A house does not make a home. In the same way, only homes make a neighborhood. In both cases, human agency transforms the material into the social. 

But there is more here. It isn’t simply living together that creates a home, but a certain way of living together. The richer the interactions in the house the more it is a home. Living with others can be hell and the only refuge our bedroom. 

This happens in neighborhoods also – houses become bunkers and apartment buildings practically sell themselves as domains of (secure) privacy. A neighborhood populated with only anonymous dwellers is a dull neighborhood. Likewise, an area that’s only a marketplace of businesses on a commercial street is not a neighborhood, but a mall. 

Ideally a neighborhood serves as a locus for its inhabitants to encounter each other purposefully, in community meetings, school activities, sports, and vicariously, in parks, stores, cafes, theatres and, most importantly, on the sidewalks. Geographic setting sometimes defines the neighborhood to the advantage of creating these encounters.
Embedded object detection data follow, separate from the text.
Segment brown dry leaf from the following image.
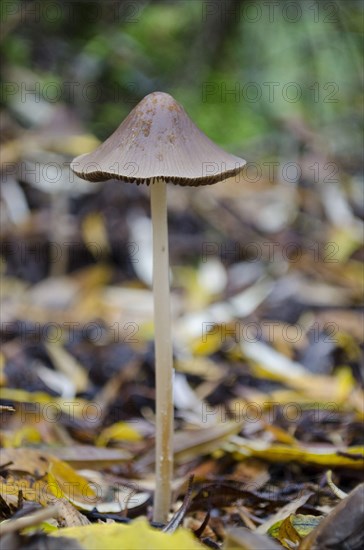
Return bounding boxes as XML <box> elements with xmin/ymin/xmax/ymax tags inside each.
<box><xmin>45</xmin><ymin>343</ymin><xmax>89</xmax><ymax>393</ymax></box>
<box><xmin>1</xmin><ymin>448</ymin><xmax>97</xmax><ymax>504</ymax></box>
<box><xmin>57</xmin><ymin>498</ymin><xmax>90</xmax><ymax>527</ymax></box>
<box><xmin>223</xmin><ymin>527</ymin><xmax>280</xmax><ymax>550</ymax></box>
<box><xmin>257</xmin><ymin>492</ymin><xmax>313</xmax><ymax>533</ymax></box>
<box><xmin>299</xmin><ymin>483</ymin><xmax>364</xmax><ymax>550</ymax></box>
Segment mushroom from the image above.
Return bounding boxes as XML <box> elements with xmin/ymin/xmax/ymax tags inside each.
<box><xmin>71</xmin><ymin>92</ymin><xmax>245</xmax><ymax>522</ymax></box>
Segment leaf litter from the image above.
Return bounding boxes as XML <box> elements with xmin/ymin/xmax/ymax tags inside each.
<box><xmin>0</xmin><ymin>105</ymin><xmax>364</xmax><ymax>550</ymax></box>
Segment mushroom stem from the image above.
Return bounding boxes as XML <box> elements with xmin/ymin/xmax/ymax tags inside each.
<box><xmin>150</xmin><ymin>180</ymin><xmax>173</xmax><ymax>523</ymax></box>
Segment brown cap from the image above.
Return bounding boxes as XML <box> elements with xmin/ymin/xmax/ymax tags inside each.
<box><xmin>71</xmin><ymin>92</ymin><xmax>245</xmax><ymax>186</ymax></box>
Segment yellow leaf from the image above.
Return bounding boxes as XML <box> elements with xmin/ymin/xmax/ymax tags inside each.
<box><xmin>228</xmin><ymin>437</ymin><xmax>364</xmax><ymax>469</ymax></box>
<box><xmin>0</xmin><ymin>448</ymin><xmax>97</xmax><ymax>504</ymax></box>
<box><xmin>0</xmin><ymin>426</ymin><xmax>42</xmax><ymax>449</ymax></box>
<box><xmin>51</xmin><ymin>519</ymin><xmax>205</xmax><ymax>550</ymax></box>
<box><xmin>268</xmin><ymin>514</ymin><xmax>323</xmax><ymax>549</ymax></box>
<box><xmin>96</xmin><ymin>422</ymin><xmax>142</xmax><ymax>447</ymax></box>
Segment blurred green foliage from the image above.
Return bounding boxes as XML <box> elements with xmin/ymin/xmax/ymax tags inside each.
<box><xmin>2</xmin><ymin>0</ymin><xmax>363</xmax><ymax>162</ymax></box>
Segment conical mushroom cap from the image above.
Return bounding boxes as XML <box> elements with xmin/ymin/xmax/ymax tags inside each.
<box><xmin>71</xmin><ymin>92</ymin><xmax>245</xmax><ymax>186</ymax></box>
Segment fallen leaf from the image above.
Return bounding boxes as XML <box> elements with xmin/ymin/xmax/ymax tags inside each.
<box><xmin>51</xmin><ymin>519</ymin><xmax>205</xmax><ymax>550</ymax></box>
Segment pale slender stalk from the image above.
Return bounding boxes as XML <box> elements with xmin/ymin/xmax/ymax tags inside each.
<box><xmin>150</xmin><ymin>180</ymin><xmax>173</xmax><ymax>523</ymax></box>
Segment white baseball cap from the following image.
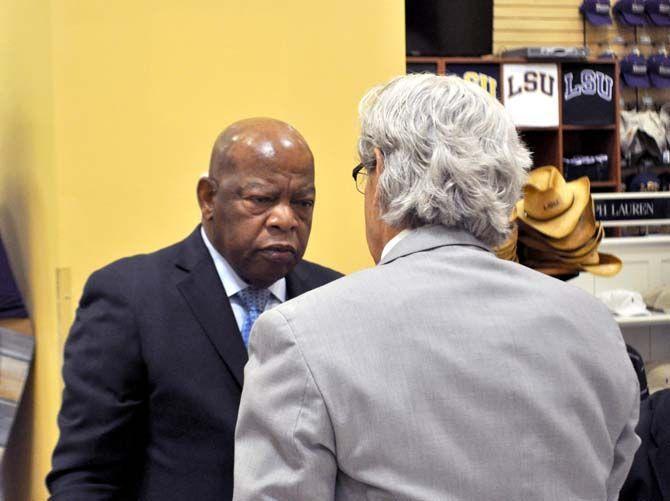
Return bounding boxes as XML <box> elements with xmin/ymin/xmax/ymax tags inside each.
<box><xmin>596</xmin><ymin>289</ymin><xmax>651</xmax><ymax>317</ymax></box>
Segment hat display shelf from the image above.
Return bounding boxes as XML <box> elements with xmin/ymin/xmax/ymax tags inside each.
<box><xmin>583</xmin><ymin>6</ymin><xmax>670</xmax><ymax>201</ymax></box>
<box><xmin>407</xmin><ymin>56</ymin><xmax>621</xmax><ymax>192</ymax></box>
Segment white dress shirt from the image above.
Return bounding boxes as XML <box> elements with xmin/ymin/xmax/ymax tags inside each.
<box><xmin>200</xmin><ymin>227</ymin><xmax>286</xmax><ymax>331</ymax></box>
<box><xmin>380</xmin><ymin>228</ymin><xmax>413</xmax><ymax>261</ymax></box>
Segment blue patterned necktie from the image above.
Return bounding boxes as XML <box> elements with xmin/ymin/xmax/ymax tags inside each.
<box><xmin>237</xmin><ymin>287</ymin><xmax>270</xmax><ymax>346</ymax></box>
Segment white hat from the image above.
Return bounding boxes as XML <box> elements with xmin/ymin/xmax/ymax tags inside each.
<box><xmin>596</xmin><ymin>289</ymin><xmax>651</xmax><ymax>317</ymax></box>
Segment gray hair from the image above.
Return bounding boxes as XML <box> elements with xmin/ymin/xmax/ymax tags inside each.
<box><xmin>358</xmin><ymin>74</ymin><xmax>531</xmax><ymax>246</ymax></box>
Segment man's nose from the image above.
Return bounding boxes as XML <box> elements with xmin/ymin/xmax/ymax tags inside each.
<box><xmin>268</xmin><ymin>203</ymin><xmax>298</xmax><ymax>231</ymax></box>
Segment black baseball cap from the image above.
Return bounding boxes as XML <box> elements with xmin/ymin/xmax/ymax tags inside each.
<box><xmin>614</xmin><ymin>0</ymin><xmax>647</xmax><ymax>26</ymax></box>
<box><xmin>579</xmin><ymin>0</ymin><xmax>616</xmax><ymax>26</ymax></box>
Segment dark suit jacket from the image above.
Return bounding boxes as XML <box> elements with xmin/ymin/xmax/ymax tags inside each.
<box><xmin>619</xmin><ymin>389</ymin><xmax>670</xmax><ymax>501</ymax></box>
<box><xmin>47</xmin><ymin>227</ymin><xmax>341</xmax><ymax>501</ymax></box>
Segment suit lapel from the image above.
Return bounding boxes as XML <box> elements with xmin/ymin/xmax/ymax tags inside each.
<box><xmin>176</xmin><ymin>226</ymin><xmax>248</xmax><ymax>387</ymax></box>
<box><xmin>286</xmin><ymin>263</ymin><xmax>311</xmax><ymax>301</ymax></box>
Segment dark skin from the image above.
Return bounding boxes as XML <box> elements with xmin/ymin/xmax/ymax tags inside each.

But human-made barriers, wide streets, train tracks, even parks often create neighborhood boundaries. Scale is important here also. 

What destroys neighborhoods? Poverty. But also Capital, as in mega-investments, homogenizes space for profit and destroys neighborhoods. By “homogenization of space”, I mean, for instance, space dominated by suburban tract homes and industrial “parks.” The most glaring example of this homogenization of space can be seen from space, that is, flying over the American Midwest, where agro-business and mining have seized vast stretches to manufacture monotonous landscapes. That same dynamic works on a smaller scale everywhere. 
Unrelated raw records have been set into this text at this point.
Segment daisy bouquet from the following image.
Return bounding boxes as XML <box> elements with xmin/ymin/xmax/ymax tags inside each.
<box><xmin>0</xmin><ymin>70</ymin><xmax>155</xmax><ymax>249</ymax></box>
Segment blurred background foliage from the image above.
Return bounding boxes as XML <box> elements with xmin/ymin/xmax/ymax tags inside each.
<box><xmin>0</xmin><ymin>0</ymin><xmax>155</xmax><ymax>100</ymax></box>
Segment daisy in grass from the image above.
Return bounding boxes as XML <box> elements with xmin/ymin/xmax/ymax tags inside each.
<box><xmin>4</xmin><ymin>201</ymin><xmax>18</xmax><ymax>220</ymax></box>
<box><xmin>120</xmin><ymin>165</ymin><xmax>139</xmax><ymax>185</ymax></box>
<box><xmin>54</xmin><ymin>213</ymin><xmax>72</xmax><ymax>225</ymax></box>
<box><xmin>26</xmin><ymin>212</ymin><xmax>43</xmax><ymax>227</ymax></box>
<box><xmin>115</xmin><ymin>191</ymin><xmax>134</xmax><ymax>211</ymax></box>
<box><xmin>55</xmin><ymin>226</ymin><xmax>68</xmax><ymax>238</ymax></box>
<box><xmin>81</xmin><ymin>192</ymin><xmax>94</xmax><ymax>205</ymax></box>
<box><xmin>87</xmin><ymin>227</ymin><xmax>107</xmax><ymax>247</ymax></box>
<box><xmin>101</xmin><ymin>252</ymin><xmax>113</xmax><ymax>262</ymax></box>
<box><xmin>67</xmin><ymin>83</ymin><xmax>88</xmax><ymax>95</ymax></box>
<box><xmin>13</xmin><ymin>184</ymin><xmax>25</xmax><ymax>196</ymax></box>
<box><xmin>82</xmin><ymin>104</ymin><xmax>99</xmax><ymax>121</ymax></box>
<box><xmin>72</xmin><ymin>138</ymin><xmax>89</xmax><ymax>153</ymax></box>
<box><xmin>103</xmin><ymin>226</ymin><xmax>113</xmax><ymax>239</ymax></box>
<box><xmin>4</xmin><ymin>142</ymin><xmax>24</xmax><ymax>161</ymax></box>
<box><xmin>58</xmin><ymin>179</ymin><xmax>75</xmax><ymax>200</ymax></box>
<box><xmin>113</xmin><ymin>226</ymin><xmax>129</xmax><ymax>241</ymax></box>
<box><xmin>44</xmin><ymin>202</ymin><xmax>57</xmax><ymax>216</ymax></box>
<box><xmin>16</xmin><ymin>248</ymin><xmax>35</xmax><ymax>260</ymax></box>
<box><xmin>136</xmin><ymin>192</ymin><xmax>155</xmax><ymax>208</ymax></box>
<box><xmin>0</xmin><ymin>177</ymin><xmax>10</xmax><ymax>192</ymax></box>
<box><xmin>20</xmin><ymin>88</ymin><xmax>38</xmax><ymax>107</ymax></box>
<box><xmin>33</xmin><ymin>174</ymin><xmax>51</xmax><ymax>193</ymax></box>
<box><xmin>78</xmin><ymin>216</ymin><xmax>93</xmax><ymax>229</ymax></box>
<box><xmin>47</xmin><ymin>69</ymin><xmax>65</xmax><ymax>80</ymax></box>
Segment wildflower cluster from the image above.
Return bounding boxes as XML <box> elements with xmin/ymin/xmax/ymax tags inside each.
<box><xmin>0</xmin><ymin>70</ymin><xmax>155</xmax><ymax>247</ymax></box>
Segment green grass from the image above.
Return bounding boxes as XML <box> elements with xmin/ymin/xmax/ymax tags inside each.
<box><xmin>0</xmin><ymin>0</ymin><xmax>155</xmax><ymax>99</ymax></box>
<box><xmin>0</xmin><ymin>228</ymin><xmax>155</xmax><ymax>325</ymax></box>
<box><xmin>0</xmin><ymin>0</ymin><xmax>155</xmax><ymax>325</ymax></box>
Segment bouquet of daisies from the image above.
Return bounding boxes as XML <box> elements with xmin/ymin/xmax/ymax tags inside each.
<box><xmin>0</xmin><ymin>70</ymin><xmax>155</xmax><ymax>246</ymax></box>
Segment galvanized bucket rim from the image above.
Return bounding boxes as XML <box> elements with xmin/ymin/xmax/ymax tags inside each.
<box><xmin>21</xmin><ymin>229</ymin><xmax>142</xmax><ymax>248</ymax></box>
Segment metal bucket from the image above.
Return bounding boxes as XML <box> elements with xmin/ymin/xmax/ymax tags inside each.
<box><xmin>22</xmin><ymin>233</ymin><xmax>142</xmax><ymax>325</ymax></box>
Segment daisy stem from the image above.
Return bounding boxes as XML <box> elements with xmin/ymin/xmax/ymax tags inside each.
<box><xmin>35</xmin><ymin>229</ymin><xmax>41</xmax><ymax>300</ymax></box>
The ambience of a neighborhood, slowly nurtured by its residents, if it suits the moneyed interests of a city, will be pouched for profit. The corporate rot will begin with the commercial district. Beware the neighborhood where Capital sees an opportunity for “development.” 
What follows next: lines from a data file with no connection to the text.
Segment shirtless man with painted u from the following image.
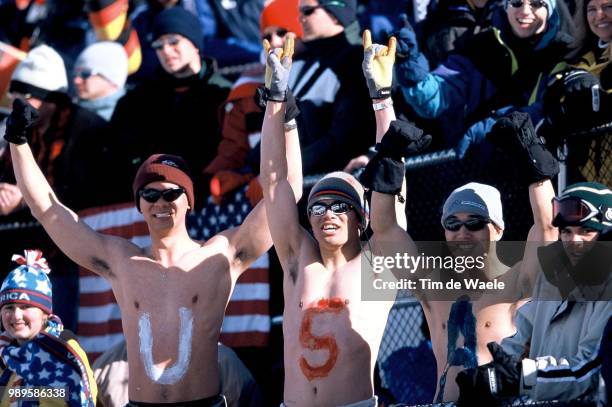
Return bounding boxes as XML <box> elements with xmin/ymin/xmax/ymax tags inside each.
<box><xmin>260</xmin><ymin>30</ymin><xmax>430</xmax><ymax>407</ymax></box>
<box><xmin>5</xmin><ymin>36</ymin><xmax>302</xmax><ymax>406</ymax></box>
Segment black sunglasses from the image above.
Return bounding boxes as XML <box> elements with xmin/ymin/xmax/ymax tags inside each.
<box><xmin>300</xmin><ymin>4</ymin><xmax>322</xmax><ymax>17</ymax></box>
<box><xmin>442</xmin><ymin>216</ymin><xmax>491</xmax><ymax>232</ymax></box>
<box><xmin>151</xmin><ymin>35</ymin><xmax>181</xmax><ymax>50</ymax></box>
<box><xmin>552</xmin><ymin>196</ymin><xmax>601</xmax><ymax>226</ymax></box>
<box><xmin>138</xmin><ymin>187</ymin><xmax>185</xmax><ymax>203</ymax></box>
<box><xmin>263</xmin><ymin>28</ymin><xmax>289</xmax><ymax>42</ymax></box>
<box><xmin>308</xmin><ymin>202</ymin><xmax>353</xmax><ymax>216</ymax></box>
<box><xmin>508</xmin><ymin>0</ymin><xmax>546</xmax><ymax>10</ymax></box>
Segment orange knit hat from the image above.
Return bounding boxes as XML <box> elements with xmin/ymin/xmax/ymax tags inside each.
<box><xmin>259</xmin><ymin>0</ymin><xmax>304</xmax><ymax>38</ymax></box>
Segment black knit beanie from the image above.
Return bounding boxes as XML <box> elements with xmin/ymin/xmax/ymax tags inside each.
<box><xmin>152</xmin><ymin>6</ymin><xmax>203</xmax><ymax>55</ymax></box>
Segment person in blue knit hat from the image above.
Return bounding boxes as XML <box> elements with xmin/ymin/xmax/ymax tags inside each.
<box><xmin>0</xmin><ymin>250</ymin><xmax>97</xmax><ymax>407</ymax></box>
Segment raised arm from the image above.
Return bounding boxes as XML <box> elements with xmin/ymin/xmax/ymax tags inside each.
<box><xmin>260</xmin><ymin>35</ymin><xmax>305</xmax><ymax>270</ymax></box>
<box><xmin>488</xmin><ymin>112</ymin><xmax>559</xmax><ymax>297</ymax></box>
<box><xmin>5</xmin><ymin>100</ymin><xmax>133</xmax><ymax>278</ymax></box>
<box><xmin>227</xmin><ymin>35</ymin><xmax>302</xmax><ymax>266</ymax></box>
<box><xmin>362</xmin><ymin>30</ymin><xmax>431</xmax><ymax>250</ymax></box>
Every ruse will be used to buy up land, to influence planning officials and pressure politicians with laudatory schemes to enlarge the tax base, increase employment, and develop “green businesses” or simply to “modernize” – which means simply “make room for the rich.” 

Those who object, mainly the residents of the unique neighborhood, but also those who simply enjoy visiting occasionally to enjoy its character, will be tarred with one slander or another. This is exactly what we are witnessing in West Berkeley. A few mega-developers and their supporters in City Hall slander those who inhabit the old working-class township of Oceanview, as it was called before incorporation into Berkeley. 

The major slander, that West Berkeley is a derelict neighborhood in need of vitalization, though its low vacancy rate is the envy of other manufacturing areas in the East Bay, is superseded by their lie that high-tech entrepreneurs, from the bowels of UCB’s labs, are eager to rescue the area from its current blight. This last fantasy has been propagated by the notion that UCB engineers and scientists need space to capitalize their projects. Last year, however, according to the annual report of the University of California’s Technology Transfer Program, only five businesses were developed. And not all necessarily needed the “incubator” space that the developers maintain is in great demand. 

It is obvious that the game played here is “bait and switch.” First you tell the populace that hi-tech is desperate for space, or that green jobs could be created, or whatever sounds seductive, and then after the structures are built they get rented to whomever has the money for a waterside location overlooking the Bay and close to the freeway. 

In the meantime, the “developed” land escalates the value of adjacent real estate and the current tenants – small businesses and artisans, for instance – are displaced and the character of West Berkeley disappears. West Berkeley resembles a manufacturing ecology, with one business purchasing from another, one servicing still others and the whole complex related to the needs of the residents nearby. This network of relationships attracts new businesses all the time. Currently, for example, an innovative project to develop a cluster of small kitchens for start-ups in the food business nears completion. 

The growth of new small industrial spaces occurs at a pace and a scale that blends into the surrounding community, but it is not, of course, at the pace and scale for huge returns. It seems to me that if we endorse a steady state economy in theory, then we should protect it in reality 


Bernard Marszalek is a former member of Inkworks Press, a West Berkeley manufacturer.